Bebas dari rasa nyeri, trauma, dan penyakit dengan menjalankan program kesehatan/promotif,
pencegahan (bioskuriti, vaksinasi dan medikasi), meminimalkan rasa nyeri (analgesik, anasthesia
dan euthanasia) dan pemantauan, serta pengobatan sesuai penyakit tehadap hewan percobaan jika
diperlukan. Penyakit dapat diobati dengan catatan tidak mengganggu penelitian yang sedang
dijalankan. Bebas dari nyeri diusahakan dengan memilih prosedur yang memini-malisasi nyeri
saat melakukan tindakan invasif, yaitu dengan menggunakan analgesia dan anesthesia ketika
diperlukan. Euthanasia dilakukan dengan metode yang manusiawi oleh orang yang terlatih untuk
meminimalisasi atau bahkan meniadakan penderitaan hewan coba.

d. Freedom from Fear and Distress

Bebas dari ketakutan dan stress jangka panjang ,dengan menciptakan lingkungan yang dapat
mencegah stress, misalnya memberikan masa adaptasi/aklimatisasi, memberikan latihan prosedur
penelitian untuk hewan.
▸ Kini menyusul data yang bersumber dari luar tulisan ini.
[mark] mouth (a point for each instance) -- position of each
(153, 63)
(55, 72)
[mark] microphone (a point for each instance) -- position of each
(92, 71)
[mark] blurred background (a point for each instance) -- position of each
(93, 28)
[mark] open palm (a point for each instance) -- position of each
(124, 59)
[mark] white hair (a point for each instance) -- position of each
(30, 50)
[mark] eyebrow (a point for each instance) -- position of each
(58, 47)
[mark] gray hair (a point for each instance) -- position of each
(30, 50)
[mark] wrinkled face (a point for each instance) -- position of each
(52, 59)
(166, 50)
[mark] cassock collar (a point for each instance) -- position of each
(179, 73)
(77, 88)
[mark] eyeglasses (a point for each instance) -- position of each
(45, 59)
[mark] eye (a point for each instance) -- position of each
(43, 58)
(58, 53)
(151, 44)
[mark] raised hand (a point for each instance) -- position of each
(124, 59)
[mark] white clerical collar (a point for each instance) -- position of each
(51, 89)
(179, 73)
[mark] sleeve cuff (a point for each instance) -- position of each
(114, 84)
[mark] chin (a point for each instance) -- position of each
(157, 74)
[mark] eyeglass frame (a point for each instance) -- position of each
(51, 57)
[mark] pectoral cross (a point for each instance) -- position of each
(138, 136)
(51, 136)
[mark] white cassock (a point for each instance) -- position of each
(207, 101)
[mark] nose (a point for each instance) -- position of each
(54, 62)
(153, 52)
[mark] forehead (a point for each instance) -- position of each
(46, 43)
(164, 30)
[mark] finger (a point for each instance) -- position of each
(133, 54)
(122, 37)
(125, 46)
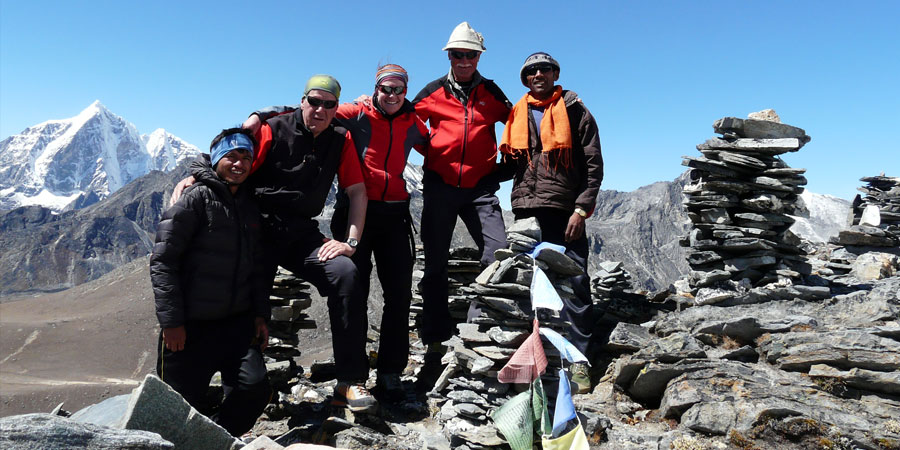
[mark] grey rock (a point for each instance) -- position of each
(741, 264)
(156, 407)
(507, 337)
(867, 380)
(672, 348)
(107, 413)
(628, 337)
(528, 227)
(470, 332)
(846, 349)
(50, 432)
(711, 418)
(875, 266)
(559, 262)
(263, 443)
(752, 145)
(708, 296)
(762, 129)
Semua prosedur dilakukan oleh tenaga yang kompeten, terlatih, dan
berpengalaman dalam merawat/memperlakukan hewan percobaan untuk meminimalisasi stres.
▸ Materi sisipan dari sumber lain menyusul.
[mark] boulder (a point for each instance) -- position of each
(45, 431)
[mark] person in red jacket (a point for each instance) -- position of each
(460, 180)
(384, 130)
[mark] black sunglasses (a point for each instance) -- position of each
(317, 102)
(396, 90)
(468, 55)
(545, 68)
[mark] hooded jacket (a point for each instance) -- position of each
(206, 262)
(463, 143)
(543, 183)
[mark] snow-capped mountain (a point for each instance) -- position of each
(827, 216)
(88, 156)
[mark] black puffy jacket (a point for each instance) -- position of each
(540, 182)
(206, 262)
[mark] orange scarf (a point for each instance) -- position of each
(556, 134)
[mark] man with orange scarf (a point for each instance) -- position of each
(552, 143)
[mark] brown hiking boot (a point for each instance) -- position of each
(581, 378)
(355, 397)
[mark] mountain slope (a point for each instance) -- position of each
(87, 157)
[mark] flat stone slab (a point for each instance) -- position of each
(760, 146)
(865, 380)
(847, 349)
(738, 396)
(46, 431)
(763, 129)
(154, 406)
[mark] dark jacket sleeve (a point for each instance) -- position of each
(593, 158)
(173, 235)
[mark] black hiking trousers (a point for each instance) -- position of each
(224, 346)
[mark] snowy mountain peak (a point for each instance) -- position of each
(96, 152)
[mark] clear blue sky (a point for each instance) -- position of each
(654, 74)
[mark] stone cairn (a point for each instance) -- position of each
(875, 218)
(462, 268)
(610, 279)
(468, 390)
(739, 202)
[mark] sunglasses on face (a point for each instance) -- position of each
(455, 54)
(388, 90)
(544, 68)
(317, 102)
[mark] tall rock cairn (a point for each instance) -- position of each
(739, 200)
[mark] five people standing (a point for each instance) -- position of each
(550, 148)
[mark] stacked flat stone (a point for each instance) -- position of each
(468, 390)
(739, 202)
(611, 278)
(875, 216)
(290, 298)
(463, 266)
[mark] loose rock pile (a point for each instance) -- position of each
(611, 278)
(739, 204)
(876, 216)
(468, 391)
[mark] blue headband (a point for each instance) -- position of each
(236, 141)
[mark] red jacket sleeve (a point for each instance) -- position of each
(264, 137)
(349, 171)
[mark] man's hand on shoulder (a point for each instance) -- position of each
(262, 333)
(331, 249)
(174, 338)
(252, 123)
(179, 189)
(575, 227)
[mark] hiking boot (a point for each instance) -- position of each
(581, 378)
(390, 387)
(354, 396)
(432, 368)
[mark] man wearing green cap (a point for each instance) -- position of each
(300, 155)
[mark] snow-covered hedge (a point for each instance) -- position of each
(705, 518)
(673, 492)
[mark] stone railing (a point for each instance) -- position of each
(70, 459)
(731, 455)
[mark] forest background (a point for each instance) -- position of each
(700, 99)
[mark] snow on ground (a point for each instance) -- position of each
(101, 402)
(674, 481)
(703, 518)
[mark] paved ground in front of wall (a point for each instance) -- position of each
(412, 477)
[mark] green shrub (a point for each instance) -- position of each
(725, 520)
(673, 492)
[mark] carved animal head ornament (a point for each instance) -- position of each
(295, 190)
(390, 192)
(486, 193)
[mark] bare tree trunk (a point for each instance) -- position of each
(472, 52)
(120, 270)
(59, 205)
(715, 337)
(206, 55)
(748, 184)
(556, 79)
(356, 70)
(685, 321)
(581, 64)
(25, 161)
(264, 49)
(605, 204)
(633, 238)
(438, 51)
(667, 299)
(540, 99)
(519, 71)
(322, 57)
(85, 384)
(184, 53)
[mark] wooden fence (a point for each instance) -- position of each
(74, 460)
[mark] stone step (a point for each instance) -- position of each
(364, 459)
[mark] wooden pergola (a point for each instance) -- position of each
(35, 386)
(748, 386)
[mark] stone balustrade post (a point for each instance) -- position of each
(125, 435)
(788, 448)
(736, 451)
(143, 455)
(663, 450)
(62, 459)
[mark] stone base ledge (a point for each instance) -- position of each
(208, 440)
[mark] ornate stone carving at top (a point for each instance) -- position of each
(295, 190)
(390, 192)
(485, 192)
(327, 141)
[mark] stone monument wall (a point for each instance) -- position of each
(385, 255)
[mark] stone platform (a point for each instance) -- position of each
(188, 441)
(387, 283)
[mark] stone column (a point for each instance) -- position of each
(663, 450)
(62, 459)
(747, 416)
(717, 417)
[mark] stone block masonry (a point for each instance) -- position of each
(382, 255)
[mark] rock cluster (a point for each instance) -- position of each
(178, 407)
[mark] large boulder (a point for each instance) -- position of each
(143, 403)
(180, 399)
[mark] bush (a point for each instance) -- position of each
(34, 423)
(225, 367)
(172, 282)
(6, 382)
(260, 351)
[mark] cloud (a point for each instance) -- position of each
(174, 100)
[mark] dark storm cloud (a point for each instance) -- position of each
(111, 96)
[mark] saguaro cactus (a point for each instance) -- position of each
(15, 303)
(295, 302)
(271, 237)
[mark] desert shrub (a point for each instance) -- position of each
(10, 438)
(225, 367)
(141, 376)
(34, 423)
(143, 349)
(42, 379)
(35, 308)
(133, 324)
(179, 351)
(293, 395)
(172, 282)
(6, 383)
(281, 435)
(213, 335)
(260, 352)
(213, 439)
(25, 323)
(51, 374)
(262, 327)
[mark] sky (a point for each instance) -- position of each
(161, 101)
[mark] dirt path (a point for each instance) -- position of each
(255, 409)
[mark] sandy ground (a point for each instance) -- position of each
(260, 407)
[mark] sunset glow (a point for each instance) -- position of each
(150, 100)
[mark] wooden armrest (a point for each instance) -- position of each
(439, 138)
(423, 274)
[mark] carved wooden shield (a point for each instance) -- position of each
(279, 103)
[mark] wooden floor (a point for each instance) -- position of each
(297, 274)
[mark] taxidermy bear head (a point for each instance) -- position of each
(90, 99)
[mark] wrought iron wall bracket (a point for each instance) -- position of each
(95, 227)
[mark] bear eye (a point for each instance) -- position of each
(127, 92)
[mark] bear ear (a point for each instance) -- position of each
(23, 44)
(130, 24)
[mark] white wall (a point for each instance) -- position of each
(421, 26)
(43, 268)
e. Express Natural Behaviour

Bebas mengekspresikan tingkah laku alami dengan memberikan ruang dan fasilitas yang sesuai
dengan kehidupan biologi dan tingkah laku spesies hewan percobaan. Hal tersebut dilakukan
dengan memberikan sarana untuk kontak sosial (bagi spesies yang bersifat sosial), termasuk
kontak sosial dengan peneliti; menempatkan hewan dalam kandang secara individual,
berpasangan atau berkelompok; memberikan kesempatan dan kebebasan untuk berlari dan
bermain.

Sumber:
Ridwan, E. 2013. Etika Pemanfaatan Hewan Percobaan dalam Penelitian Kesehatan. Jakarta : Komite Etik Penelitian
Kesehatan Fakultas Kedokteran Universitas Indonesia Rumah Sakit Cipto Mangunkusumo.